The Ethics Of Pheasant Hunting, Ctd

Many readers with experience hunting pheasants in the US are disputing this post. One writes:

Michelle Hutchinson is talking about game farms in Britain – not wild bird hunting in South Dakota, as the video implied. Game farms are businesses where the pheasants are bred or purchased from dealers and kept in pens until they are planted in fields to be shot by hunters who pay a fee, usually around $15-20 a bird. Many sportsmen view game farms as unethical and not fit for a sportsman.

Further, in 25 years of hunting pheasants in South Dakota, I have never seen a child sent out into a field as a "beater", as Hutchinson implies is a "typical" practice. Perhaps that practice is done in Britain, but in the USA, kids are not sent out in front of hunters with guns to flush birds. When kids are present in the field, they uniformly stand next to or behind an adult.

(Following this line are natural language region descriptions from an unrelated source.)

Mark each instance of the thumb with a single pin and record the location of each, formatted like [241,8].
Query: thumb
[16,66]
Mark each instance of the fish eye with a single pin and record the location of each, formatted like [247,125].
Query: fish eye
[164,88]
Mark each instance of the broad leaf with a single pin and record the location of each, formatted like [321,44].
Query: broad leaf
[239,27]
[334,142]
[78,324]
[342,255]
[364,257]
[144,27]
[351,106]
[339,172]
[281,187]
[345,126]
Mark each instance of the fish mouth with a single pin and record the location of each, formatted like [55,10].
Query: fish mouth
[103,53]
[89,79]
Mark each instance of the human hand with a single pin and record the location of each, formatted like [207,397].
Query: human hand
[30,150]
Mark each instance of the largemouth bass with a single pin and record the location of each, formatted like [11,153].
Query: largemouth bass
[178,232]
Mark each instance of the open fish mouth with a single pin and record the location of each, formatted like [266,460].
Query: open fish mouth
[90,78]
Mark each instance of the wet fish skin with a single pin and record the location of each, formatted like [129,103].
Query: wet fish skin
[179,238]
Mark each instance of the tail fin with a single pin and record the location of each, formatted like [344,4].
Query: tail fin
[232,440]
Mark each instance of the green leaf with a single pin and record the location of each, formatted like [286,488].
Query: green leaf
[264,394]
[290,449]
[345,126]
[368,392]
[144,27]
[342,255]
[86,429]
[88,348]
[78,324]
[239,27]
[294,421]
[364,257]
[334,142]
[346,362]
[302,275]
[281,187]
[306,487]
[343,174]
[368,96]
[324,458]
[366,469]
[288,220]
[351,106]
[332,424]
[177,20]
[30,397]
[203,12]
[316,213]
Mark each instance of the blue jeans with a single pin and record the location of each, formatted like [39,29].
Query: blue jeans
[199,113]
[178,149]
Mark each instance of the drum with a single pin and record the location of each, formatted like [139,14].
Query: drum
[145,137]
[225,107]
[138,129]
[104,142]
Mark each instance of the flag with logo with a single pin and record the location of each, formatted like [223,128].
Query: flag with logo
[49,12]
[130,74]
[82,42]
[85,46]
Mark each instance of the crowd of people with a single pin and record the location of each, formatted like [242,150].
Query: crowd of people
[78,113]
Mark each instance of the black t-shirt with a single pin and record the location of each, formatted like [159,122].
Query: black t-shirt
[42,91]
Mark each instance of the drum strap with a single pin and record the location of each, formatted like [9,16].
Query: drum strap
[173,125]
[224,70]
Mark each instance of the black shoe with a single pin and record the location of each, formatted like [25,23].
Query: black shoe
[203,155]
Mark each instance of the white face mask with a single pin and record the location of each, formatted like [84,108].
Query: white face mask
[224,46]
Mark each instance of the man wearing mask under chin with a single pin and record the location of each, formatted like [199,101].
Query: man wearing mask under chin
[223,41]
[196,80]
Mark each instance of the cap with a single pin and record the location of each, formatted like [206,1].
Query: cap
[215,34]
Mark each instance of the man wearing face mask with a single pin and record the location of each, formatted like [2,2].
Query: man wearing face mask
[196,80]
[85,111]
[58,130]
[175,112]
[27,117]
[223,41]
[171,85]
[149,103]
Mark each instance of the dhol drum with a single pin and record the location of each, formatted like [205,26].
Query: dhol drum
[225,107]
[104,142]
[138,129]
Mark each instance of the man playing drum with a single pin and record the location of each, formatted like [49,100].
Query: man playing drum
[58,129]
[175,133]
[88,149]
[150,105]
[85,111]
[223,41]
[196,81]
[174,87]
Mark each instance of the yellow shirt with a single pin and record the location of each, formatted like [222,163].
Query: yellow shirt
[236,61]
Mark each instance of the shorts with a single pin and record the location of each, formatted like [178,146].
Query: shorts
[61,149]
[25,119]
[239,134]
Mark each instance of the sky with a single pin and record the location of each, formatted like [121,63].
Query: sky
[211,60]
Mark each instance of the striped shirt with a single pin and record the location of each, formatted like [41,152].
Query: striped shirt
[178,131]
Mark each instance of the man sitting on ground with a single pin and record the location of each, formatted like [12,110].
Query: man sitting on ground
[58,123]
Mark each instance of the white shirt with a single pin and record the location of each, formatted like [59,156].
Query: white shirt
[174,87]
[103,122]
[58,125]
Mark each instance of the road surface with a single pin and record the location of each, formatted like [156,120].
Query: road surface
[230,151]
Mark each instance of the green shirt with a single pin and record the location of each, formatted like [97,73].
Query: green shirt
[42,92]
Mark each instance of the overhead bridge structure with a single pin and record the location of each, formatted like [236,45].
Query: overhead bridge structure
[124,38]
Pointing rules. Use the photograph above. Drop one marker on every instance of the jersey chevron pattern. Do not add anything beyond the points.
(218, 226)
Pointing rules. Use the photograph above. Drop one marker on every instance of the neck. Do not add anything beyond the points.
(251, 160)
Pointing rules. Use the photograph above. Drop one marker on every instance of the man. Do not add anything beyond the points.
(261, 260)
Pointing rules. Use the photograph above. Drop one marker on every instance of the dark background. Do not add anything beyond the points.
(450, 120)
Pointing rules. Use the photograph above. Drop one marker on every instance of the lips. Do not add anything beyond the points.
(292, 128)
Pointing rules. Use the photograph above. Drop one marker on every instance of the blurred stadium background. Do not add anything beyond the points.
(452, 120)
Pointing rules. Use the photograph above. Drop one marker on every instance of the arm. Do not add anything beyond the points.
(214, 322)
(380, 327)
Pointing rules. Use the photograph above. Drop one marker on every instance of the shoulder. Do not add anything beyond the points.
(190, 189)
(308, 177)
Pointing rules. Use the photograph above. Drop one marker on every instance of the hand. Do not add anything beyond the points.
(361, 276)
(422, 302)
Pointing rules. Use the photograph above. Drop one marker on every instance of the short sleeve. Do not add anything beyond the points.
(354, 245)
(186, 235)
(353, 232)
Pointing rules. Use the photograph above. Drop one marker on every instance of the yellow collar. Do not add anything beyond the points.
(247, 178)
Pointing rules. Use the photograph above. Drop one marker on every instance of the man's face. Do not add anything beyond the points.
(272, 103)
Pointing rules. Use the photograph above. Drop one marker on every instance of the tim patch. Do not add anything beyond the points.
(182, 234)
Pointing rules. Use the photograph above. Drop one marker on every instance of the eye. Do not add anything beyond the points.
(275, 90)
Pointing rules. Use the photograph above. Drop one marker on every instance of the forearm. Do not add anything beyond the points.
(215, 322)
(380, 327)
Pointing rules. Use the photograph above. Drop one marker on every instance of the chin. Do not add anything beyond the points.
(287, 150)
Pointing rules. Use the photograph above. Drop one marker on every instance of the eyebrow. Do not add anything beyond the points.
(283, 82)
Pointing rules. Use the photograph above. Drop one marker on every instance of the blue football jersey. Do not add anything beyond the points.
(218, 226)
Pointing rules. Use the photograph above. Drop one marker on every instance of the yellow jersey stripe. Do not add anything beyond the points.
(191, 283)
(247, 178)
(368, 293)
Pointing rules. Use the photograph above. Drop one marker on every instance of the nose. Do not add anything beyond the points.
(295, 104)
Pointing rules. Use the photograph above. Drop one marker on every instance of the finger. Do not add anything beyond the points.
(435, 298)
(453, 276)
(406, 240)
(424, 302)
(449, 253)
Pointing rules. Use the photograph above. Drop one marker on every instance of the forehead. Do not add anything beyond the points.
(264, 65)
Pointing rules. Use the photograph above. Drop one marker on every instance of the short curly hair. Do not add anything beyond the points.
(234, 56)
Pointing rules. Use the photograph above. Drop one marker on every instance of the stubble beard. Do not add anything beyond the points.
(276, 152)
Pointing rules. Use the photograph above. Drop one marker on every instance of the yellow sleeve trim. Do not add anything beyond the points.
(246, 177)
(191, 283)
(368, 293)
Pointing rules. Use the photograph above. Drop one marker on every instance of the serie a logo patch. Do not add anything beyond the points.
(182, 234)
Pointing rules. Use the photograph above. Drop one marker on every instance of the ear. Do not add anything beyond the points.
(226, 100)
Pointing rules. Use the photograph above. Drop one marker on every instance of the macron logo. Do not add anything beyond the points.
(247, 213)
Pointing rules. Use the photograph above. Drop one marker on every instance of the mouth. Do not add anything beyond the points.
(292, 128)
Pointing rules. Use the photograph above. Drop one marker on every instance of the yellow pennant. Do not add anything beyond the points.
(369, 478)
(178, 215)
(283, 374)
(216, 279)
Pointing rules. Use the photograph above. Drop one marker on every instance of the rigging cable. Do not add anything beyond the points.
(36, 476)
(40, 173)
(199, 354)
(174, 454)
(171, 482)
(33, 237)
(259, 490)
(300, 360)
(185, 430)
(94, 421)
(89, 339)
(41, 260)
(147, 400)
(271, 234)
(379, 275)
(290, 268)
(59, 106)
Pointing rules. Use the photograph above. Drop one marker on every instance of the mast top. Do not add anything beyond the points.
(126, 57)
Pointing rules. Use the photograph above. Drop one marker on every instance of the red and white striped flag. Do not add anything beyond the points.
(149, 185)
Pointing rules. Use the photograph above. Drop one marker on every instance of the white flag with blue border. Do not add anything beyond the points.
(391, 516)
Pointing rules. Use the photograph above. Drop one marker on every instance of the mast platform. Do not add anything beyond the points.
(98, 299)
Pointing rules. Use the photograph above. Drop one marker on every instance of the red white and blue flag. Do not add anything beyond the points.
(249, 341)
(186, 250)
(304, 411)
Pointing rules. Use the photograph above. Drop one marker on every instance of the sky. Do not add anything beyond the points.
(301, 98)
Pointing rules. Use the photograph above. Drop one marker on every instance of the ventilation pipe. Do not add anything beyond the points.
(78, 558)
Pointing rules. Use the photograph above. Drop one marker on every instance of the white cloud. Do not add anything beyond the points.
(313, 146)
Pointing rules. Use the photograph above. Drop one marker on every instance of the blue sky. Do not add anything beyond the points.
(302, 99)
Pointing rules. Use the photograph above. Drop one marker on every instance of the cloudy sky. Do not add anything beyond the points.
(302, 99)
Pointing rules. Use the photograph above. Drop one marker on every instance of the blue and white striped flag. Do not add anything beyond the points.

Next, almost all hunters I know eat the game they shoot. It would be great if Hutchinson had, you know, actual facts to back up that implication. She misses another key point – license fees and local economics. First, out of state pheasant hunters in South Dakota pay $110 for a license – most of which goes to support local habitat for these birds and other wild life (coyotes, ducks, dove, etc.). Secondly, tourism in South Dakota is the second largest slice of state income (after agriculture). So, not only do pheasant hunters protect the land and habitat for these animals, we also create jobs.